Presiden Filipina Ferdinand Marcos Jr. menegaskan bahwa penangkapan mantan presiden Rodrigo Duterte tidak memiliki motif politik. Dalam konferensi pers yang diadakan pada Selasa (11 Maret 2025), Marcos menjelaskan bahwa kasus yang menjerat Duterte sudah ada sejak 2017, saat Filipina masih menjadi anggota Mahkamah Pidana Internasional (ICC) dan ketika Duterte masih menjabat sebagai presiden.
Marcos menyatakan, “Jadi, saya tak melihat adanya persekusi politik di sini karena kasusnya pun terjadi sebelum saya muncul.” Pernyataan ini dibuat dalam konteks penangkapan Duterte yang eksekusinya melibatkan prosedur hukum yang sah, sesuai permintaan Interpol berdasarkan perintah penangkapan yang dikeluarkan oleh ICC.
Pemerintah Filipina, di bawah kepemimpinan Marcos, mengonfirmasi bahwa langkah penangkapan ini adalah bagian dari kewajiban untuk memenuhi permintaan Interpol. Ia menekankan bahwa Filipina mengikuti semua prosedur hukum yang diperlukan, dan yakin akan tata cara yang dijalankan. “Saya yakin jika diteliti lebih lanjut, pasti prosesnya sudah tepat dan benar,” lanjutnya.

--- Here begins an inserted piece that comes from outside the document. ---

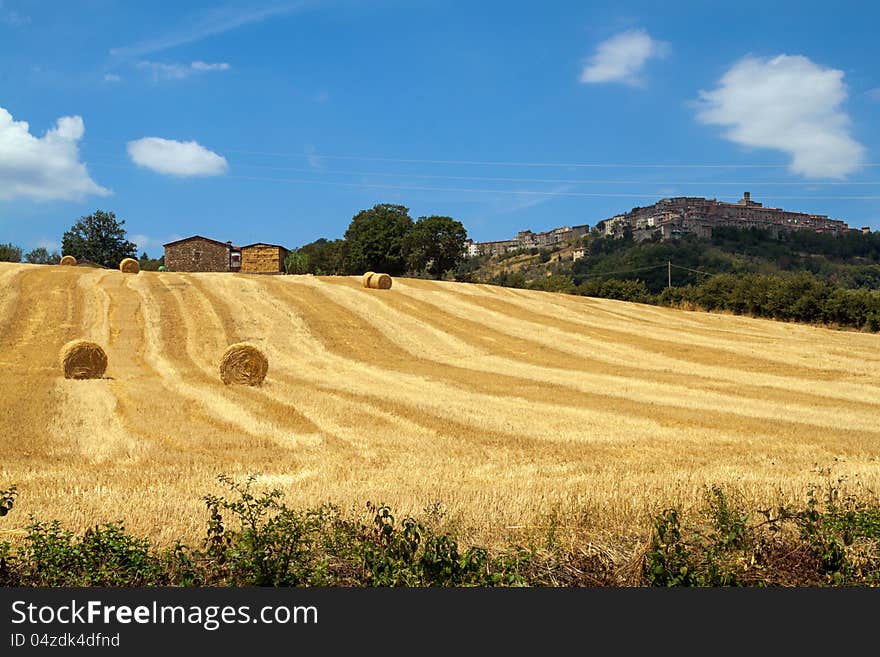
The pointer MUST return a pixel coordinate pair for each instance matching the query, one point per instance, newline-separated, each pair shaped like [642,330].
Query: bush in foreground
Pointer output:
[254,539]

Meskipun pihak Filipina tidak akan berkolaborasi dengan ICC, Marcos memberikan alasan yang kuat untuk memenuhi perintah penangkapan terhadap Duterte. “Ada permintaan kepada pemerintah Filipina dari Interpol untuk melaksanakan perintah penangkapan dan tentu saja kami memenuhi komitmen terhadap Interpol. Kami melakukannya bukan karena perintah tersebut berasal dari ICC. Kami melakukannya karena diminta Interpol,” ungkapnya.
Duterte ditangkap oleh kepolisian Filipina pada pagi hari Selasa (12 Maret 2025) saat tiba di Bandara Internasional Ninoy Aquino di Manila dari Hong Kong. Setelah ditangkap, ia dibawa ke Pangkalan Udara Villamor. Penangkapan ini merupakan bagian dari investigasi ICC terkait dugaan pelanggaran hak asasi manusia yang terjadi selama penerapan kebijakan “perang melawan narkoba” yang kontroversial di bawah kepemimpinannya, baik ketika ia menjabat sebagai wali kota Davao City maupun sebagai presiden.
Interpol Manila sendiri sempat menerima salinan resmi surat perintah penahanan Duterte dari ICC. Meski Filipina telah menarik diri dari ICC pada Maret 2019, ICC tetap berpendapat bahwa mereka masih memiliki kewenangan untuk menyelidiki dugaan pelanggaran hak asasi manusia yang terjadi sebelum penarikan tersebut, antara lain karena Filipina merupakan negara penandatangan Statuta Roma dari 2011 hingga 2019.
Tindakan penangkapan ini juga memunculkan sorotan tajam dari berbagai kalangan, menciptakan spekulasi tentang kemungkinan reaksi dari pendukung setia Duterte dan efek jangka panjangnya terhadap stabilitas politik di Filipina. Selain itu, adanya penugasan ke Den Haag, Belanda, untuk proses pengadilan telah menjadi topik yang mengundang perhatian di kalangan aktivis dan pengamat internasional.
Seiring dengan penangkapan Duterte, publik Filipina menyaksikan perkembangan yang dramatis dalam narasi politik negara mereka, yang pernah dikecam karena pelanggaran hak asasi manusia selama masa kepemimpinan Duterte. Penangkapan ini berpotensi menjadi pengubah permainan dalam konteks keadilan dan akuntabilitas di Filipina, terutama di tengah perdebatan tentang warisan Duterte dan dampak kebijakannya di masa mendatang.
Langkah yang diambil oleh Marcos dan pemerintahnya dalam menangani kasus ini akan terus menjadi fokus perhatian, terutama dengan tantangan yang dihadapi masyarakat Filipina untuk mengatasi dampak dari kebijakan kontroversial yang diterapkan pada era kepresidenan Duterte.